Commenting on the Merger, Andrew Jones, Chief Executive of LondonMetric, said:

This is a compelling transaction which creates the UK’s leading triple net lease REIT and underscores our ambitions to leverage our management platform and access exciting new opportunities across the UK real estate market.  

The deal gives us access to a very well let triple net portfolio of key operating assets and brings together two highly complementary investment approaches that embrace the qualities of income compounding.

The combined £6.2 billion portfolio will have no legacy assets, full occupancy, high occupier contentment and exceptional income longevity with a high certainty of growth – both organically and contractually. 

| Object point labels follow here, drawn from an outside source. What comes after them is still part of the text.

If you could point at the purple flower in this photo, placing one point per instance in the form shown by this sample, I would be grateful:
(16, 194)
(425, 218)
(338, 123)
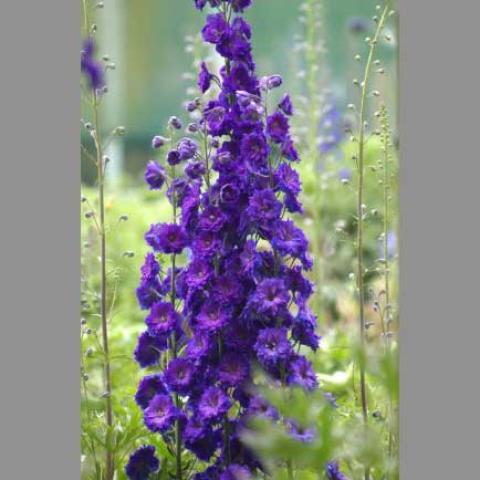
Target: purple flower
(358, 25)
(289, 239)
(179, 375)
(163, 319)
(271, 296)
(215, 29)
(255, 149)
(264, 207)
(187, 148)
(200, 4)
(233, 370)
(212, 318)
(161, 413)
(195, 169)
(148, 387)
(90, 67)
(158, 142)
(150, 268)
(147, 352)
(213, 404)
(240, 5)
(206, 244)
(234, 44)
(198, 273)
(155, 175)
(204, 78)
(272, 346)
(142, 463)
(289, 151)
(286, 105)
(271, 82)
(277, 127)
(240, 301)
(301, 373)
(288, 179)
(173, 157)
(333, 472)
(167, 238)
(304, 435)
(212, 219)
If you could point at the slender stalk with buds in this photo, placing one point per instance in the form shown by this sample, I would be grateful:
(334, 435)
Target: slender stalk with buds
(360, 207)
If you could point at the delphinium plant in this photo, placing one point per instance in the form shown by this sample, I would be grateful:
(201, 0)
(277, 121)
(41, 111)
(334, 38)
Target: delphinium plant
(359, 138)
(224, 286)
(104, 437)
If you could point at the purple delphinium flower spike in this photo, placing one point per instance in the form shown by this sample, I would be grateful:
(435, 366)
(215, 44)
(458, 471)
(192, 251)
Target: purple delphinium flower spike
(91, 68)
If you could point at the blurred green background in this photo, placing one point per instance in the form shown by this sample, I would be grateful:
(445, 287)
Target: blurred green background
(145, 40)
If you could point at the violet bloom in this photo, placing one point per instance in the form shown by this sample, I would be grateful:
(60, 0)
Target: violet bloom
(215, 29)
(333, 472)
(186, 148)
(142, 463)
(297, 432)
(286, 105)
(179, 375)
(236, 284)
(301, 373)
(90, 67)
(163, 319)
(272, 346)
(167, 238)
(213, 404)
(240, 5)
(204, 78)
(270, 297)
(255, 149)
(212, 318)
(147, 352)
(155, 175)
(160, 414)
(277, 127)
(150, 268)
(289, 239)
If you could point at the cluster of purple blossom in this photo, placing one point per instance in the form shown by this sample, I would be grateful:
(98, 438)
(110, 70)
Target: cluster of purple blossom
(241, 300)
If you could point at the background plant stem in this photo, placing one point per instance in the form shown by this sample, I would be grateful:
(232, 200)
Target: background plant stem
(360, 214)
(109, 461)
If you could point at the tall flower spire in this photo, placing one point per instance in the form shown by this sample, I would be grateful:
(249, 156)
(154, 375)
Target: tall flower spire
(241, 298)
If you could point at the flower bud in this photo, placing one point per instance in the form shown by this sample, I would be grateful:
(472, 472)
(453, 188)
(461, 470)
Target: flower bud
(174, 122)
(158, 142)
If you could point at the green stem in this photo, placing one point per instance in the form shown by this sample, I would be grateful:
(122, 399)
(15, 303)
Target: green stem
(178, 433)
(109, 464)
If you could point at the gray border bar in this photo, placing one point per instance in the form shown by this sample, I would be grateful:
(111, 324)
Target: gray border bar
(440, 260)
(40, 240)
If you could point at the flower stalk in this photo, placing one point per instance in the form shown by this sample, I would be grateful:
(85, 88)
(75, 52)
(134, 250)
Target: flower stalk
(361, 214)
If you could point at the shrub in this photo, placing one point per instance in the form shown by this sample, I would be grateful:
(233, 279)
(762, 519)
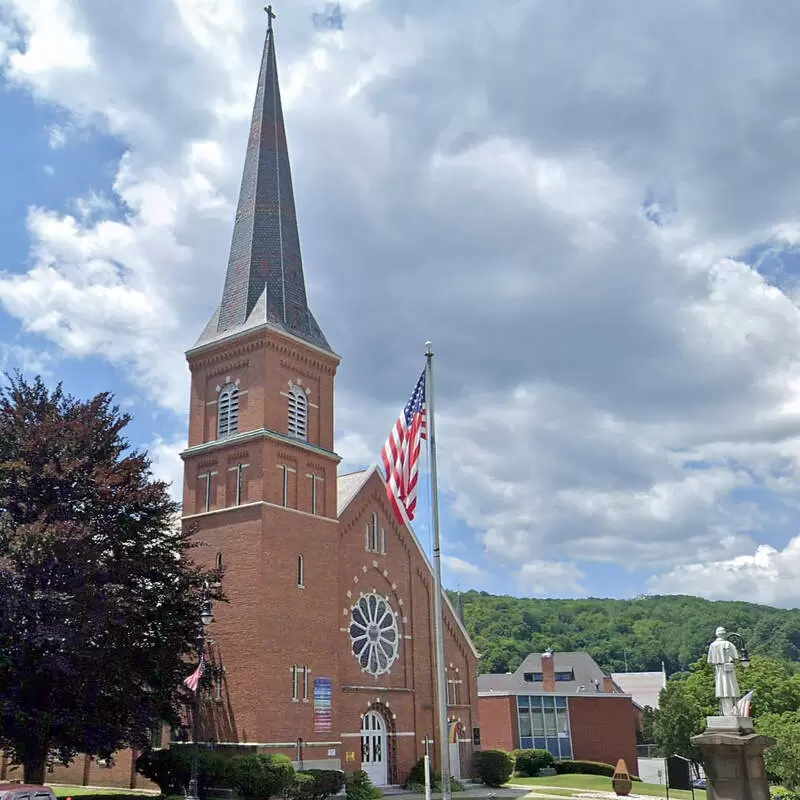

In the world of income compounding, bigger is better and the deal will deliver economies of scale, substantial cost savings, better liquidity and improved terms in both debt and equity markets which will drive accelerated earnings and dividend progression. Increased scale will allow us to look at the widest possible range of opportunities and we will have more tools at our disposal to carry on our trade, which will allow further operating synergies. 

Our team is strongly aligned to shareholders and has deep real estate experience with a strong track record for capital allocation, asset recycling and active management. This strategy will not change and our proactive culture will remain intact, and whilst we will undoubtedly look to reposition parts of the portfolio, this will be more of a tilt than a pivot with logistics remaining our strongest conviction call for organic growth.”    

Commenting on the Merger, Cyrus Ardalan, Chairman of LXi, said:

LXi has delivered strong growth and outperformance since its IPO in 2017 thanks to its high quality, resilient and actively managed long income portfolio. The Board of LXi would like to thank the LXi REIT Advisors team for the important contribution they have made to the company’s success.

The merger with LondonMetric will build on the strengths and track records of both LXi and LondonMetric. It will create the UK’s leading triple net lease REIT with an enlarged and more diversified portfolio aligned to structurally supported sectors, a robust and predominantly unsecured capital structure, broader appeal to investors and enhanced share liquidity, and a highly regarded internal management team.

The Merger will position the Combined Group for continued growth and outperformance and the delivery of reliable, sustainable and progressive dividends through the cycle, thereby underpinning superior total shareholder returns.”